Jewry-inward or outward
Jews were a peoplehood long before we were a religion. I’ve said many times, I know a lot of ex-Catholics, but I never met an ex-Italian. When we became a religion we suddenly had a bunch of rules to follow and the peoplehood and the religion kind of merged.
For a long time people left us alone and we did pretty well. Then along came the Babylonians and then the Romans and pretty soon we were for the most part out of our native land and this great Diaspora was created. We lost our Temple and most of our social organizations that held us together. So, we invented something uniquely Jewish: The Portable Community.
We had no Temple, so we built synagogues (Vey! Do we build synagogues!) Our national social network was destroyed. So we created Jewish organizations like Family Services to create our own wherever we happen to be.
Today, at least half the Jewish people reside outside the Jewish Nation of Israel. We are well integrated into these societies worldwide. We maintain the “Jewish Community” for the most part but we adapt. Those of us who really want to remain Jews do it in many wonderful ways.
We contribute to our Jewish organizations, monetarily and with our time and expertise. We do or do not belong to a given synagogue and we have our individual ideas of what constitutes a Jew. The Heritage Florida Jewish News, our Jewish newspaper here in Orlando, had two interesting columns, one on top of the other a few weeks ago. Two rabbis arguing (so, what else is new?). The subject? Tikun olam—roughly translated: “To Heal The World.”
I was raised that tikun olam was the whole purpose of Judaism. That with our laws, our sensible community organizations, our tradition of taking care of our own and then reaching out—we could, each of us in our own way, heal at least a little corner of the world.
One rabbi, from the Conservative Rabbinical Assembly, pretty much defined tikun olam as I understood it: healing our part of the world and seeking social justice for all from a Jewish point of view.
The other rabbi, extremely orthodox and supposedly a descendant of the Bal Shem Tov himself, takes a totally different course. He feels if there is any “meat” at all to tikun olam, it is strictly in the study of Torah and living the life of an observant Jew. That the goal of life is the study of Torah and living by those rules as they are interpreted by this particular group of rabbis.
Well, in what world? In the days of the shtetl, we had “our ways,” they had “their ways.” We do not live in a shtetl any more—Williamsburg Brooklyn notwithstanding. Orthodox Jews like Senator Joseph Lieberman of Connecticut serve in the U.S. government and work for their beliefs in social justice and a good life for all, totally in keeping with the core values of Judaism.
To put it in a different way, as Hillel said, ”If not me, then whom? And if not now, then when?” The earth needs a whole lot of healing and Jews should be in the forefront. There are philosophies that, fronted by the mask of religion, state that not only should their believers live in their way—so should all of us. Jews never believed this: Accept our beliefs; fight your way in. You can become Jewish. Sorry, not a Jew—that’s by birth—but a follower of the Jewish religion.

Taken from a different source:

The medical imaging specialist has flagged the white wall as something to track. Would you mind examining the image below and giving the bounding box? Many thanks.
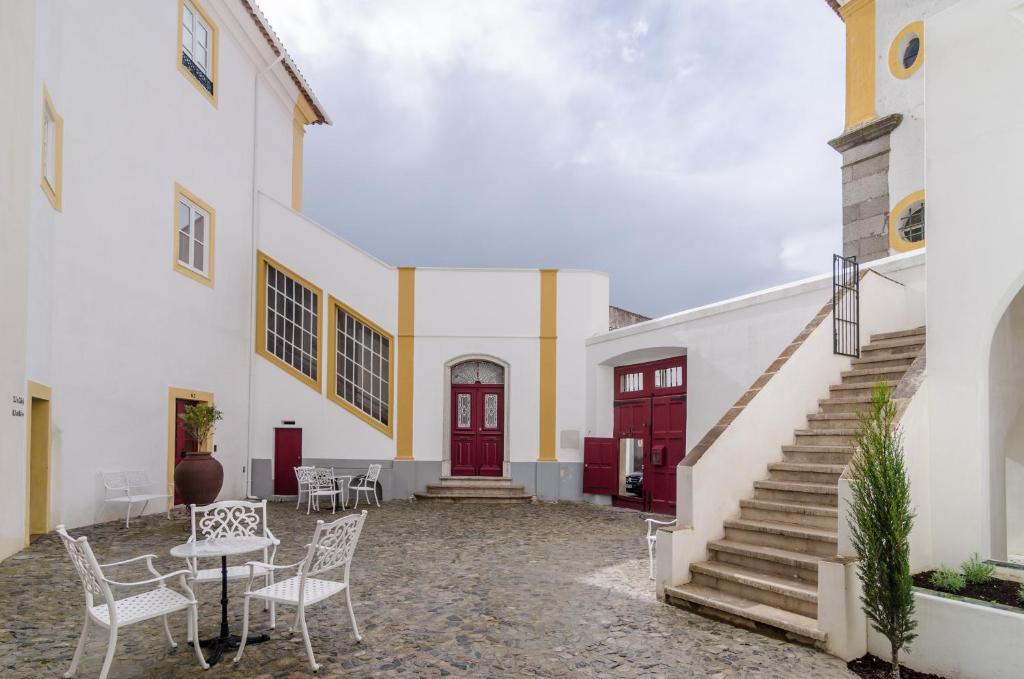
[926,0,1024,563]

The Catholic kings of the Middle Ages tried to force their religion down the throats of all people with some devastating results, especially for the Jewish people.
Today, the descendants of the Caliphate, the Muslim believers, are trying the same thing. But look at them in action. Shia fights Sunni. The civil war in Syria is descending into just that: A religious war between two warring factions of Islam. The millions of relatively secular citizens of Syria who, while probably practicing some form of Islam, lived in peace with their Sunni and/or Shia neighbors are mostly in Turkey and Jordan, afraid to go home.
We Jews keep our disagreements mostly in intense discussion, some lasting for generations. But, we don’t take up arms against each other. However some of us may argue that we should continue to turn inward and study and forget the rest of the world. It is not possible today.
In an integrated society like America, doing the right thing—the just thing—would seem to be easy. There are those, some of them even Jews who feel, “I got mine. Go get your own.”
That is not tikun olam. To me that is not Judaism. We live in a tough world. Our job as Jews, as human beings, should be to make it better. Who said it was easy? But burying yourself in ancient texts and customs is not the way to create the kind of world we want for our children and grandchildren.